We’re talking about billionaire Warren Buffet’s call for higher taxes on the rich.
Super investor Warren Buffet is one rich American. The “Oracle of Omaha.” Worth maybe $50 billion. Third richest man in the world.
And this month, Warren Buffet called for higher taxes for the rich. Right now. Higher taxes for Americans who make a million dollars a year. Even higher for those making ten million-plus.
And an end to special treatment for capital gains -– investment earnings. Treat them like regular workingman earnings, said Buffet. Stop coddling, he said, the rich. Should we do it?
This hour On Point: debating Warren Buffet’s call for higher taxes on the rich.
Stephen Moore, editorial board member and senior economics writer for the Wall Street Journal.

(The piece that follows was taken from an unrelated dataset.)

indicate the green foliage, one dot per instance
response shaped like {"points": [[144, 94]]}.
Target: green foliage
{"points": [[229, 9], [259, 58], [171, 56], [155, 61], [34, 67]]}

James Stewart, pulitzer-prize winning reporter who writes the “Common Sense” column for the Business Day section of The New York Times.
From Tom's Reading List
The New York Times "Our leaders have asked for “shared sacrifice.” But when they did the asking, they spared me. I checked with my mega-rich friends to learn what pain they were expecting. They, too, were left untouched."
Wall Street Journal "Now that I'm 72 years old, I can look forward to paying a significant portion of my accumulated wealth in estate taxes to the federal government and, depending on the state I live in at the time, to that state government as well."
The New York Times "Warren Buffett pays a lower tax rate than his secretary and the 19 other people who work in his office. He pays a much lower rate than I do, and, I suspect, lower than nearly everyone reading this column. So, no doubt, do a long list of American billionaires, including Stephen Schwarzman of Blackstone and the hedge fund king John Paulson."
The Wall Street Journal "Barney Kilgore, the man who made the Wall Street Journal into a national publication, was once asked why so many rich people favored higher taxes. That's easy, he replied. They already have their money."
This program aired on August 24, 2011.